Abstract
Deep neural networks (DNNs) have made tremendous progress towards the integration with a wide range of mobile and Internet-of-Things (IoT) applications such as face recognition, object detection and speech assistant. Nowadays, DNNs are increasingly being trained/inferred using local and private data generated/collected by mobile devices to suit the users' personal needs and quickly adapt to changing environment conditions. Although steps have already been taken recently to enable efficient DNN training on resource constrained mobile devices, they face significant challenges to address the immediate deep learning needs of many existing mobile devices, which exhibit a substantial heterogeneity in terms of their computing capabilities. An alternative approach for deep learning for resource constrained mobile devices is edge computing. Unlike centralized-based cloud computing, edge computing allows the mobile devices to use a nearby computing server located at the edge of the network. While recognizing the advantages of edge computing for deep learning, previous empirical studies reveal that its performance is highly sensitive to the bandwidth between edge servers and mobile devices. Current wisdom focuses on collaborative deep learning between mobile devices and edge servers as it is able to leverage the power of both on-device processing and computation offloading. In this proposal, three collaborative deep learning systems are well investigated for edge intelligence.

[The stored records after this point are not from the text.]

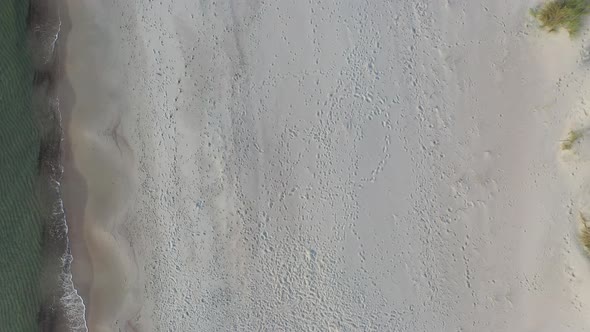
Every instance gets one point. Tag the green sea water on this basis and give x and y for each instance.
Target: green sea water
(20, 222)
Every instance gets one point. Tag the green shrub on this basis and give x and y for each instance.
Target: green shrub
(572, 137)
(585, 233)
(566, 14)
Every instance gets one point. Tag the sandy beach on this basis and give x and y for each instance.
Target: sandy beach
(338, 166)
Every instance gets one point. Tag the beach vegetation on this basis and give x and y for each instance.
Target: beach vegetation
(572, 137)
(585, 233)
(562, 14)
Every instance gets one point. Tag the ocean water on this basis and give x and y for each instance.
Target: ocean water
(21, 231)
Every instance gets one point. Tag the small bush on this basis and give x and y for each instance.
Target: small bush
(585, 234)
(572, 137)
(566, 14)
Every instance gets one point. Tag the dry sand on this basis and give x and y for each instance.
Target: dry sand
(324, 166)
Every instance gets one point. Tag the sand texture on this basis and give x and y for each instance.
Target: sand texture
(324, 166)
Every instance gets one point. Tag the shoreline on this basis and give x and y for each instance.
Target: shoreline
(289, 173)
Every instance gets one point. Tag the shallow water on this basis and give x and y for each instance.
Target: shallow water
(21, 235)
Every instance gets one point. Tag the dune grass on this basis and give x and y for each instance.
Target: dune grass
(562, 14)
(572, 137)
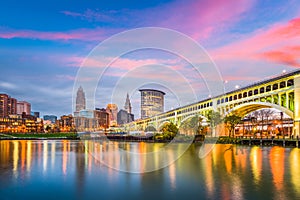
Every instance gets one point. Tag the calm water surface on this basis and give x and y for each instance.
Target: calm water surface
(67, 170)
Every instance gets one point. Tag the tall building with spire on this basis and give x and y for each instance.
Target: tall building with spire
(125, 116)
(127, 106)
(80, 99)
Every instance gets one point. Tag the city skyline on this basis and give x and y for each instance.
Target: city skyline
(40, 58)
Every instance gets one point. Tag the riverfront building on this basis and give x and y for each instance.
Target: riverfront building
(152, 102)
(112, 109)
(8, 105)
(80, 100)
(23, 106)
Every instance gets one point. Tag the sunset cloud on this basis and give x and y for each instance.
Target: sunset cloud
(97, 34)
(275, 44)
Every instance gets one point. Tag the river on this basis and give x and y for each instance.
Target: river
(65, 169)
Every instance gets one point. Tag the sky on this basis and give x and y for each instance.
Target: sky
(44, 44)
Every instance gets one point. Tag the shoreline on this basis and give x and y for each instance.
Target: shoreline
(264, 142)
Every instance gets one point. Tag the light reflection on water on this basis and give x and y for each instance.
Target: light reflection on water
(68, 169)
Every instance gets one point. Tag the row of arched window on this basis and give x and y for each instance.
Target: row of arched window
(261, 90)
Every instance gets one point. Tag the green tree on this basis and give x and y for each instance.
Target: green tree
(215, 119)
(231, 121)
(169, 131)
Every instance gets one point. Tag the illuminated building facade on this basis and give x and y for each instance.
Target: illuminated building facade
(66, 123)
(127, 106)
(51, 118)
(152, 102)
(112, 109)
(23, 106)
(124, 117)
(92, 120)
(80, 100)
(8, 105)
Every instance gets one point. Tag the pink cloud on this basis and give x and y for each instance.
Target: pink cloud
(97, 34)
(202, 19)
(91, 15)
(275, 44)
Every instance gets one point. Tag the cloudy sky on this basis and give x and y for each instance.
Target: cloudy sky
(43, 44)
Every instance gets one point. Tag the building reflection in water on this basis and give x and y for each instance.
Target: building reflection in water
(53, 153)
(276, 159)
(294, 163)
(15, 157)
(256, 163)
(64, 156)
(45, 155)
(28, 156)
(238, 165)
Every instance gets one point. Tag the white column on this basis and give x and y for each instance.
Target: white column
(297, 105)
(287, 100)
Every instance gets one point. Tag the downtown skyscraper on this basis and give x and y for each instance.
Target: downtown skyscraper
(80, 100)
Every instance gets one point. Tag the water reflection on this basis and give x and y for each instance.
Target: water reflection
(227, 172)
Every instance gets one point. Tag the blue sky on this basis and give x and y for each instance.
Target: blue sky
(43, 43)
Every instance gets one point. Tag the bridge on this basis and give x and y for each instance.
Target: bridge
(281, 92)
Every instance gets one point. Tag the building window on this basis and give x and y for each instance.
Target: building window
(290, 82)
(250, 93)
(282, 84)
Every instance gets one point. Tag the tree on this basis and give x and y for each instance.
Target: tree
(194, 125)
(231, 121)
(214, 119)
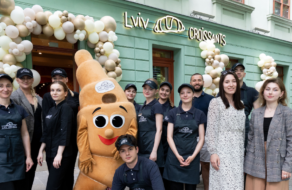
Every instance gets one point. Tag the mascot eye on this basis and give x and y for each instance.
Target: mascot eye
(100, 121)
(117, 121)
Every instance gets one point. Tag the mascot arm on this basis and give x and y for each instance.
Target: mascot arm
(85, 157)
(131, 131)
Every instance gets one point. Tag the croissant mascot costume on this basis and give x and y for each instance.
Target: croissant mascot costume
(105, 114)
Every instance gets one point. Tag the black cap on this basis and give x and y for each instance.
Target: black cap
(166, 83)
(7, 77)
(124, 141)
(150, 83)
(130, 85)
(236, 65)
(59, 71)
(24, 72)
(186, 85)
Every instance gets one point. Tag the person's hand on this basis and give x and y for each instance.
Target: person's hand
(153, 156)
(285, 175)
(29, 163)
(57, 161)
(40, 158)
(215, 161)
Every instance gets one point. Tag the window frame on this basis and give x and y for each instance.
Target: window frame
(281, 9)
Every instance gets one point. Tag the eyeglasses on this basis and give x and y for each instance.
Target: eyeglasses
(227, 72)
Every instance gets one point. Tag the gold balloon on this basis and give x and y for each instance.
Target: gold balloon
(218, 58)
(19, 65)
(225, 59)
(118, 71)
(48, 14)
(6, 6)
(109, 23)
(23, 31)
(267, 65)
(210, 53)
(213, 74)
(112, 74)
(41, 18)
(110, 65)
(48, 30)
(79, 24)
(7, 20)
(10, 59)
(217, 51)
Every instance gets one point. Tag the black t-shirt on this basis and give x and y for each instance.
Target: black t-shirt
(37, 134)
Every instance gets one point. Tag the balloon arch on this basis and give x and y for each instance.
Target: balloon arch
(17, 23)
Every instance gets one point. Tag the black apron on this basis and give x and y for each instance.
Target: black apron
(164, 133)
(185, 139)
(146, 136)
(12, 156)
(141, 185)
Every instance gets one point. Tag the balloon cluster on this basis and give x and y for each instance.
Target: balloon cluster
(268, 66)
(215, 64)
(17, 23)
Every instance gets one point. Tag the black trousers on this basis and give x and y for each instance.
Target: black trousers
(180, 186)
(12, 185)
(29, 176)
(57, 177)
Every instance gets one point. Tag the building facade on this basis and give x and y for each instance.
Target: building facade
(148, 50)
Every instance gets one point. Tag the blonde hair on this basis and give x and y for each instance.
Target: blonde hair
(283, 99)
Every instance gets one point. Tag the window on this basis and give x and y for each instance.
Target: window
(282, 8)
(240, 1)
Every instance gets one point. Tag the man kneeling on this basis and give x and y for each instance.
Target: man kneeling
(137, 173)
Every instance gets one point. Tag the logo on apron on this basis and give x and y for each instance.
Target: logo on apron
(186, 130)
(9, 125)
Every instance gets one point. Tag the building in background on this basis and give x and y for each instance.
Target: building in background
(248, 27)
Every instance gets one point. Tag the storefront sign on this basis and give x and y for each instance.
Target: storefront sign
(170, 24)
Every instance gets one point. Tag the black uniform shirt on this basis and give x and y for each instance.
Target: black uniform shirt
(198, 115)
(57, 131)
(151, 175)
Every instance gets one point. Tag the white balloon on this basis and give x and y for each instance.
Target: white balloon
(108, 47)
(4, 42)
(259, 85)
(59, 33)
(93, 38)
(207, 80)
(204, 54)
(99, 26)
(11, 31)
(17, 16)
(29, 12)
(20, 58)
(37, 8)
(208, 69)
(36, 77)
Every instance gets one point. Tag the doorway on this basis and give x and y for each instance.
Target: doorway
(163, 67)
(49, 53)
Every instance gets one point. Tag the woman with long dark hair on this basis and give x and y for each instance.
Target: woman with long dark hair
(56, 139)
(268, 157)
(225, 135)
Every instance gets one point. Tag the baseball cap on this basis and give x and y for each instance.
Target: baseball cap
(150, 83)
(130, 85)
(166, 83)
(24, 72)
(124, 141)
(186, 85)
(7, 77)
(236, 65)
(59, 71)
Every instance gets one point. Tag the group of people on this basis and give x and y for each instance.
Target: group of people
(31, 124)
(235, 153)
(171, 147)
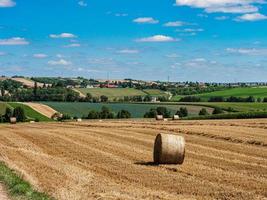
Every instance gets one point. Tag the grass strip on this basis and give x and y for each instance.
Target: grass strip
(239, 115)
(17, 187)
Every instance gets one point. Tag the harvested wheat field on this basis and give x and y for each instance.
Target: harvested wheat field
(224, 159)
(43, 109)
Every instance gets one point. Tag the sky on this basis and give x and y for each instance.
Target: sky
(185, 40)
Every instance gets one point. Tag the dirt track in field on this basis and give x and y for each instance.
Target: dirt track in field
(112, 160)
(43, 109)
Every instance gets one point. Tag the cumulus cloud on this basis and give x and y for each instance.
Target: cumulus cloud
(59, 62)
(221, 18)
(7, 3)
(174, 24)
(251, 17)
(72, 45)
(82, 3)
(121, 14)
(39, 55)
(173, 55)
(128, 51)
(225, 6)
(14, 41)
(248, 51)
(157, 38)
(145, 20)
(63, 35)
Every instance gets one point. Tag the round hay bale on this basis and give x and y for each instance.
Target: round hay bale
(175, 117)
(159, 117)
(13, 120)
(169, 149)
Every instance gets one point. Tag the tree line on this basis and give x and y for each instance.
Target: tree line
(17, 112)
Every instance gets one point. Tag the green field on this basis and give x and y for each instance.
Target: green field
(80, 109)
(155, 92)
(112, 93)
(237, 92)
(241, 107)
(3, 106)
(238, 107)
(30, 113)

First, we build a collaborative deep inference system between a resource constrained mobile device and a powerful edge server, aiming at joining the power of both on-device processing and computation offloading. Second, we present CrossVision, a distributed framework for real-time video analytics, that retains all video data on cameras while achieving low inference delay and high inference accuracy. Finally, we propose an energy-efficient edge-assisted multiple-camera system, E3Pose, for real-time multi-human 3D pose estimation, based on the key idea of adaptive camera selection.